Travellers were jittery yesterday, but they resolved not to let the bombing change their daily routines.

"What else am I going to do? I can't afford taxis," said Galina Kiselyova, a 58-year-old pensioner. "So yes, I am using metro and will continue to despite the terrorist acts because it is the cheapest transport. Yes, I am frightened a bit, but what can you do? I take metro and just hope for the best."

Until Friday, security in the system was lax. While police officers routinely patrolled the entrances to stations and checked travellers' documents, the number of passengers made it impossible to screen everyone.

Security was tightened after the blast, and some police guarding metro stations yesterday had hand-held metal detectors.

The Federal Security Bureau opened a terrorism investigation and released a composite sketch of the man — thought to be a Chechen — who it believes co-ordinated the attack, which it suspects was carried out by a female. Moscow Mayor Yuri Luzhkov said a bomb exploded 20 centimetres above the floor, indicating it was carried in a bag or a suitcase.

According to health authorities, 107 people remained in hospitals last night, 29 of the victims in serious condition. Doctors were fighting to save the lives of two patients, Russia's NTV television said.

No one claimed responsibility for the explosion, but Russian President Vladimir Putin was quick to blame rebels from the breakaway republic of Chechnya, fighting for independence since 1994.

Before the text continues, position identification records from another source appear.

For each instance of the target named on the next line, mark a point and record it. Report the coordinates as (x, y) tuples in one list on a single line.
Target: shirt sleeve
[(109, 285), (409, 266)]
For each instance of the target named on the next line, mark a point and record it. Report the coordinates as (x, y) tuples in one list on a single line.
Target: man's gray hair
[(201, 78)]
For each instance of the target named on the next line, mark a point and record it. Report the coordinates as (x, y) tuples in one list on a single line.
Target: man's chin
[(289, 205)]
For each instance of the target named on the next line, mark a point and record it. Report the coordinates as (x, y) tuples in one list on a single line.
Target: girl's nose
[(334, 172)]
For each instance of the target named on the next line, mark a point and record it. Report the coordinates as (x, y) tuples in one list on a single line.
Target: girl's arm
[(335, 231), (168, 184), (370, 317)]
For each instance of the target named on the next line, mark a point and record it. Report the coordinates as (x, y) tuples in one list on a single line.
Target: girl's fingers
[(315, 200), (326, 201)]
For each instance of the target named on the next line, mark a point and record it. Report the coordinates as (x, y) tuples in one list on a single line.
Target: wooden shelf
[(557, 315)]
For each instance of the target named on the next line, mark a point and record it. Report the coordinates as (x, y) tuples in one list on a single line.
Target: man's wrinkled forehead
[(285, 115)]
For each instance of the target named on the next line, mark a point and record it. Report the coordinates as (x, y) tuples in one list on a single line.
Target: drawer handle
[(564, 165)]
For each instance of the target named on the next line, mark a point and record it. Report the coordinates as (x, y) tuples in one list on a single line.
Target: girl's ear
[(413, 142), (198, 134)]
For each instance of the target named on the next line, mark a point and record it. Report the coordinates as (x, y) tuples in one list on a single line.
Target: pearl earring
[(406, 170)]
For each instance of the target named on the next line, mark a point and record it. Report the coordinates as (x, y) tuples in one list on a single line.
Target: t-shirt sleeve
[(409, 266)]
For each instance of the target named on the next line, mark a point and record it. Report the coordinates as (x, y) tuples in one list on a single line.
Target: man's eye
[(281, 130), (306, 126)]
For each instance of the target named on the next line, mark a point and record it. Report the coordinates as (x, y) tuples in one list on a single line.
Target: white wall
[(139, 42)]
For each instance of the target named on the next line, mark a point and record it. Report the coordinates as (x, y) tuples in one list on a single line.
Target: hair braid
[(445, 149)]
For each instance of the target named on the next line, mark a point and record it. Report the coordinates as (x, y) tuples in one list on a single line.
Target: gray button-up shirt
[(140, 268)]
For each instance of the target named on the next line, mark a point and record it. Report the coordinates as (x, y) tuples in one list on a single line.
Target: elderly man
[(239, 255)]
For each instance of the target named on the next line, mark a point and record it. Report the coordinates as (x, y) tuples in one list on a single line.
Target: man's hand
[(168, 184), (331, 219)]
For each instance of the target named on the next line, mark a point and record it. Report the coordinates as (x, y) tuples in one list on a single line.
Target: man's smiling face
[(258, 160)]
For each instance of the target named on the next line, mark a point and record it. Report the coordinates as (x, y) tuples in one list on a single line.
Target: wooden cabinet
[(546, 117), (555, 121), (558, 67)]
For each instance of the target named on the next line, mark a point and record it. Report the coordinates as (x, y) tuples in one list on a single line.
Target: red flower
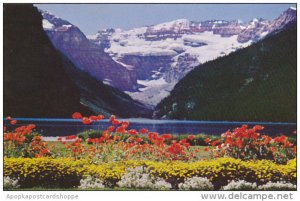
[(216, 142), (143, 130), (111, 128), (272, 149), (94, 118), (115, 122), (191, 137), (116, 137), (76, 115), (258, 128), (120, 129), (125, 124), (138, 140), (207, 140), (86, 120), (132, 132), (112, 118), (153, 135), (100, 117), (38, 155), (13, 122), (239, 143), (44, 151), (37, 138), (70, 137), (166, 136)]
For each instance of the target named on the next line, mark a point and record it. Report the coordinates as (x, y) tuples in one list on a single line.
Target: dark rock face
[(35, 83), (88, 56), (39, 81), (168, 50), (257, 83)]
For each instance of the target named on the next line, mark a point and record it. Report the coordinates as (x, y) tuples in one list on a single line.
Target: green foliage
[(257, 83)]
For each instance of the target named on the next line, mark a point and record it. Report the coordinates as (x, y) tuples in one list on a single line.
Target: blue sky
[(92, 17)]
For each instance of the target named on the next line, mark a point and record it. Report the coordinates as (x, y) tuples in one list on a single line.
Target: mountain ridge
[(154, 58), (257, 83)]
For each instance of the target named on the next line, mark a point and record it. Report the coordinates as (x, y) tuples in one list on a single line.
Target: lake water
[(63, 127)]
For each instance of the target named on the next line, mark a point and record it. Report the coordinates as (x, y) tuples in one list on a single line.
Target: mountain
[(39, 81), (163, 54), (147, 62), (257, 83), (86, 55)]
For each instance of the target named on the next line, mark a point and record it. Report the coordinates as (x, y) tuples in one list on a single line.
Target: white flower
[(196, 183), (278, 186), (240, 185), (140, 178)]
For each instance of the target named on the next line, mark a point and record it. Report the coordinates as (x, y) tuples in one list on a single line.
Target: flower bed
[(66, 172), (119, 157)]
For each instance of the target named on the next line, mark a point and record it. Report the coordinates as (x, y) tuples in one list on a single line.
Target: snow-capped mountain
[(86, 55), (154, 58)]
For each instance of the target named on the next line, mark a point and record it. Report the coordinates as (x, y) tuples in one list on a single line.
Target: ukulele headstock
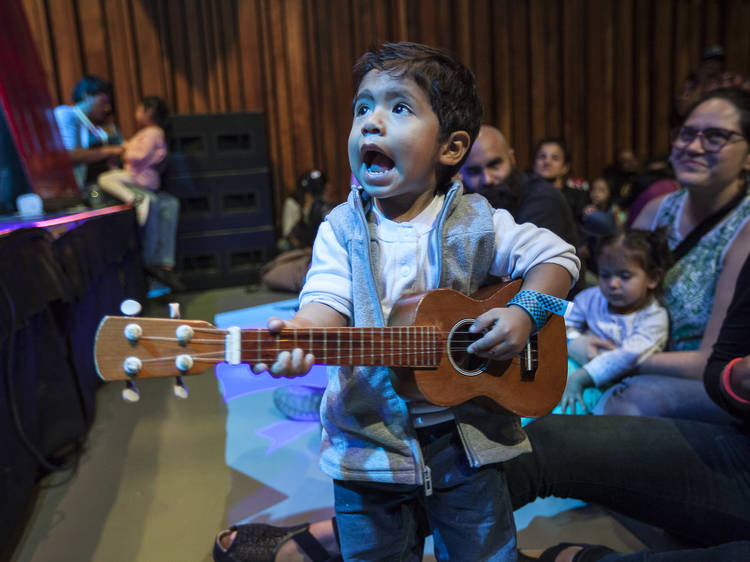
[(131, 348)]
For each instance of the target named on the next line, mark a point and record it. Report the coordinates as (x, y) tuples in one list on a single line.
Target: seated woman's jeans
[(692, 479)]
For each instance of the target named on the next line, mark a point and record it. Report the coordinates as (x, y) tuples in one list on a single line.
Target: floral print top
[(690, 284)]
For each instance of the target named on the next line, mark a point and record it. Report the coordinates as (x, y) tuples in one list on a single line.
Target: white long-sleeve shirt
[(637, 335), (406, 265)]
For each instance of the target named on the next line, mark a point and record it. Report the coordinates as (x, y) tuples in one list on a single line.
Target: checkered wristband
[(537, 305)]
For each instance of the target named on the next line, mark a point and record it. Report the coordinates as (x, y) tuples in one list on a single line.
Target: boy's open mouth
[(376, 162)]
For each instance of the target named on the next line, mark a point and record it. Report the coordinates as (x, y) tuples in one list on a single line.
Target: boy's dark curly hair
[(450, 85), (648, 248)]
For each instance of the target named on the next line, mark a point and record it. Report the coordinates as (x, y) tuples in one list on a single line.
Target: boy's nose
[(373, 125), (486, 177), (371, 128)]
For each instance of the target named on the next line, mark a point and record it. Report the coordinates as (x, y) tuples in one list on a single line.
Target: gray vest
[(367, 432)]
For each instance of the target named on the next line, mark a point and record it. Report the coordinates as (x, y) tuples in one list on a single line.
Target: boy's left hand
[(508, 332)]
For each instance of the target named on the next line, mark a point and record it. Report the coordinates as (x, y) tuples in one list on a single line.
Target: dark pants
[(690, 478), (468, 512), (159, 234)]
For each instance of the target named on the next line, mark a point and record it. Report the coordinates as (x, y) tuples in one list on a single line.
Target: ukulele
[(425, 345)]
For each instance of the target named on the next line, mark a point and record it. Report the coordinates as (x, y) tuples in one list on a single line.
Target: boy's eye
[(401, 108)]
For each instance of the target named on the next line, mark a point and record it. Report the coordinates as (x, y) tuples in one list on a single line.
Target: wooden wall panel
[(601, 73)]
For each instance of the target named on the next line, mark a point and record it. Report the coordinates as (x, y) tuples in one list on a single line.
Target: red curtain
[(27, 106)]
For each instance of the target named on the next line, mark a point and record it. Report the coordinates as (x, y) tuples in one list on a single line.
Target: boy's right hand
[(587, 346), (288, 364)]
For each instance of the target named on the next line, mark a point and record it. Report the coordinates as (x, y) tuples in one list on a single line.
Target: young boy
[(403, 469)]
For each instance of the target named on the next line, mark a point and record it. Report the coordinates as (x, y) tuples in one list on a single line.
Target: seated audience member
[(303, 211), (601, 217), (687, 477), (620, 174), (708, 229), (142, 156), (623, 310), (656, 180), (82, 126), (602, 200), (552, 163), (490, 170)]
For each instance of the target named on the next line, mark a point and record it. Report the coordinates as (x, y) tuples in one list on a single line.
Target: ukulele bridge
[(529, 359)]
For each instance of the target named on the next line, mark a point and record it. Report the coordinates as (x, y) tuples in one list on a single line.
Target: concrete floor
[(159, 478)]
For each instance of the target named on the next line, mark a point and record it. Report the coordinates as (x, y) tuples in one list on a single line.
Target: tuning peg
[(130, 307), (183, 362), (130, 393), (180, 389)]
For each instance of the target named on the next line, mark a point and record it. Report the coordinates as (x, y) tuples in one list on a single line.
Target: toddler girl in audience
[(143, 154), (623, 312)]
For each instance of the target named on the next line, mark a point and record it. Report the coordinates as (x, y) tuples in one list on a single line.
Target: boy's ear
[(454, 149)]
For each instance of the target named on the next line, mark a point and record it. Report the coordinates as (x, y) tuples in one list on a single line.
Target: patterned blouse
[(690, 284)]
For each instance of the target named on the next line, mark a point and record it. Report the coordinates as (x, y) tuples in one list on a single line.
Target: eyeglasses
[(712, 139)]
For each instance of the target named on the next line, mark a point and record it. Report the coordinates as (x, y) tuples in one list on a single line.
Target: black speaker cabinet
[(218, 168)]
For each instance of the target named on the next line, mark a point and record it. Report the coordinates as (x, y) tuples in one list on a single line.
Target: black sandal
[(257, 542), (588, 553)]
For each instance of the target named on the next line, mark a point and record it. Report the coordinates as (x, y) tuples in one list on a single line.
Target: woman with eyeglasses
[(707, 220)]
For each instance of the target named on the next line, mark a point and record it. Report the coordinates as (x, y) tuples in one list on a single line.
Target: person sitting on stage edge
[(142, 155), (400, 466), (138, 183)]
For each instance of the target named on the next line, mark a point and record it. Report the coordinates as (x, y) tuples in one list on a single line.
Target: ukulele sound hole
[(459, 339)]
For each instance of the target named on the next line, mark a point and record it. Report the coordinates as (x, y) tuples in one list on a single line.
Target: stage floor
[(159, 478)]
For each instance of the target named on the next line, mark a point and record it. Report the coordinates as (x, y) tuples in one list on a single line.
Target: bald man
[(490, 170)]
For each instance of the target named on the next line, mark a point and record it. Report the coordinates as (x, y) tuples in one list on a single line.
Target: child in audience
[(403, 468), (143, 153), (623, 311)]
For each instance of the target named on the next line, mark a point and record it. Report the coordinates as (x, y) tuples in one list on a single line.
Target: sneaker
[(299, 402)]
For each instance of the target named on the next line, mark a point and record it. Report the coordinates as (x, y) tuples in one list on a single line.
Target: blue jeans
[(468, 512), (690, 478), (159, 234)]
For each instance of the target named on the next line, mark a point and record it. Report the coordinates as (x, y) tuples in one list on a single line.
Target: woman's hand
[(739, 378), (507, 331), (578, 381)]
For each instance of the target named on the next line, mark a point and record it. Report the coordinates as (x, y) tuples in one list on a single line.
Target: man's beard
[(506, 195)]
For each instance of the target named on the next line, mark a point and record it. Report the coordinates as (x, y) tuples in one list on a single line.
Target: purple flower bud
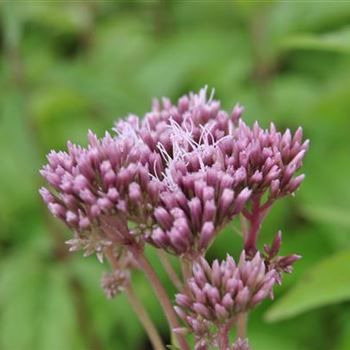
[(206, 236)]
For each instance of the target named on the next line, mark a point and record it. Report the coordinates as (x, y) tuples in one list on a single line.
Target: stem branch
[(170, 270), (242, 326), (162, 296), (147, 323), (139, 309)]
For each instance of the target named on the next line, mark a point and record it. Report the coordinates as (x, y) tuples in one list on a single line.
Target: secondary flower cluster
[(216, 294), (174, 179)]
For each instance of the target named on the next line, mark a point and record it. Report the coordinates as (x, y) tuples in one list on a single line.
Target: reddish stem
[(162, 296), (255, 223)]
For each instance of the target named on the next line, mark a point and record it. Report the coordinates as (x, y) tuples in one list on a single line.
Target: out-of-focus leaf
[(326, 283), (338, 41), (331, 215)]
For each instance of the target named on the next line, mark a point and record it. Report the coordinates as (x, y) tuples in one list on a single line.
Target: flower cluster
[(216, 294), (174, 179), (103, 185)]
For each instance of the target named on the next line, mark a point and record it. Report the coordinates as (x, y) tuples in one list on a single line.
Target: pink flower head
[(217, 294), (89, 187)]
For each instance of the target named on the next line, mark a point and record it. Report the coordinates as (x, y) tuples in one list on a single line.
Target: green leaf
[(327, 214), (338, 41), (326, 283)]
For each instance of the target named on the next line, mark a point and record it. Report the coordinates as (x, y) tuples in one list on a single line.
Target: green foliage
[(326, 283), (66, 67)]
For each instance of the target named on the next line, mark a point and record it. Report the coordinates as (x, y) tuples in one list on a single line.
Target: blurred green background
[(69, 66)]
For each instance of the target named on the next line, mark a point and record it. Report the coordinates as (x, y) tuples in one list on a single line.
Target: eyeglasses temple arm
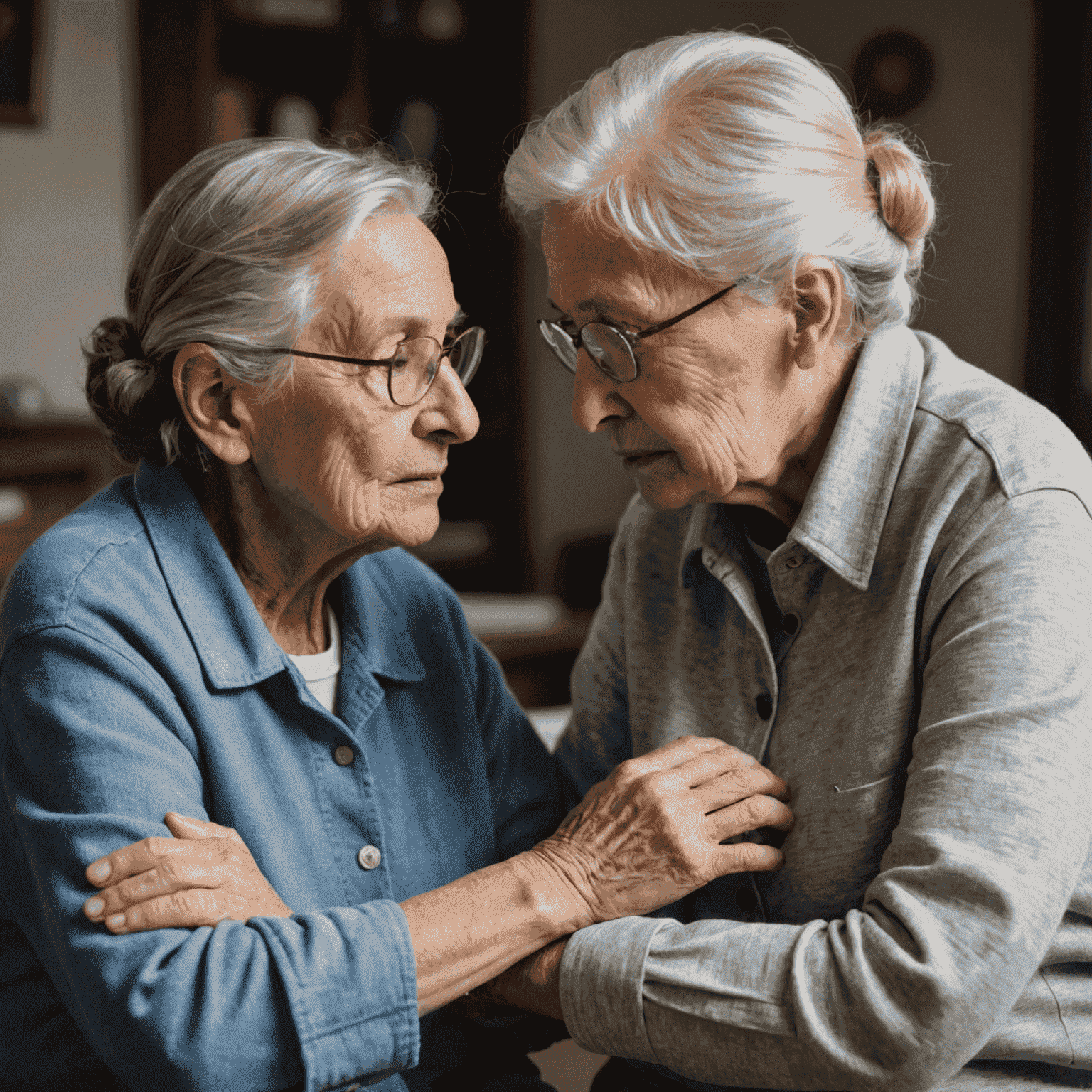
[(685, 315)]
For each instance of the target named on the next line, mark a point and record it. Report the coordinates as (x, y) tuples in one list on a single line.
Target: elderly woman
[(228, 636), (855, 557)]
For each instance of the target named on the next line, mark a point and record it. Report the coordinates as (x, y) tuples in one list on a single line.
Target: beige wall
[(976, 124), (68, 198)]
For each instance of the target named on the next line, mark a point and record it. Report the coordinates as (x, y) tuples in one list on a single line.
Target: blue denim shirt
[(136, 678)]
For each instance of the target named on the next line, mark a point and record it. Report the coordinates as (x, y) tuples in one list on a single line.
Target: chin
[(666, 496)]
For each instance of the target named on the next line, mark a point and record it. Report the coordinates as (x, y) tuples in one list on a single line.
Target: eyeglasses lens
[(560, 342), (419, 360), (466, 353), (611, 350)]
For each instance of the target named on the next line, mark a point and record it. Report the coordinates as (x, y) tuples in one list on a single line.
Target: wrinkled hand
[(653, 831), (201, 876)]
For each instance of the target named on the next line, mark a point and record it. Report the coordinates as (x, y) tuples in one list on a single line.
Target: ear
[(820, 310), (213, 405)]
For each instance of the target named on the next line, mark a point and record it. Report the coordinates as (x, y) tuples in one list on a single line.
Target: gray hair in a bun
[(735, 156), (230, 254)]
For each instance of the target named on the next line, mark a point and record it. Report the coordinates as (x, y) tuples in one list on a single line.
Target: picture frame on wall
[(21, 85)]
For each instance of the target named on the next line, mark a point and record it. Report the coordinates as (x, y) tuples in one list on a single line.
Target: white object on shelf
[(550, 723), (510, 615), (12, 505)]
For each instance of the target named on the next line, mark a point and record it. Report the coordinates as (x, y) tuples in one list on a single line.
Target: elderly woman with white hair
[(230, 638), (853, 556)]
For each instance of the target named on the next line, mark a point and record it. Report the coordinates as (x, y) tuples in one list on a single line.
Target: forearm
[(471, 931)]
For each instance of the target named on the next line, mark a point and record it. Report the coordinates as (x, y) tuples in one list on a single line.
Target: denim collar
[(845, 510), (228, 635)]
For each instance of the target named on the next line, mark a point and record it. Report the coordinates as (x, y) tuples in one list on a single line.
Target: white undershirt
[(320, 670)]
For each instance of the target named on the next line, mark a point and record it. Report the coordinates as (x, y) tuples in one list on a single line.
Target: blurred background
[(102, 101)]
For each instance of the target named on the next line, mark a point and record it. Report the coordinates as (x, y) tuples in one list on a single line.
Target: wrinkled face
[(332, 450), (717, 407)]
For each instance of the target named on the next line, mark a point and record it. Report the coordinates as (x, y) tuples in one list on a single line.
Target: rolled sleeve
[(348, 1032), (602, 979)]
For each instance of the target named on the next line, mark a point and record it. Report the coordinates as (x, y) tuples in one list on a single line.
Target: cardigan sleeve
[(992, 841)]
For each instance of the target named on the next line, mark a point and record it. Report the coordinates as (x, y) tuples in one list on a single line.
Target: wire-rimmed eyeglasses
[(411, 372), (609, 346)]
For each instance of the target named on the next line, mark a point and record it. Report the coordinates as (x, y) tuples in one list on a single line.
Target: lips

Mr. Putin, campaigning for re-election, sent soldiers into Chechnya four years ago after a wave of apartment-block bombings in Moscow and elsewhere that left more than 300 people dead.

Rebel spokesman Akhmed Zakayev denied yesterday involvement by the official Chechen resistance, but he added that the only way to stop the bloodshed on both sides is to convene ceasefire talks. In a statement on a rebel website, he says the resistance, without conditions, is ready to hold immediate discussions.

But speaking at a conference in Germany, Russian Defence Minister Sergei Ivanov rejected European calls for talks and hinted at intensifying the fighting in Chechnya.

"Whoever hopes we will start negotiations, let them go and start negotiating with Osama bin Laden or Mullah Omar," Mr. Ivanov said. "We will not negotiate. We will destroy these people calmly and systematically."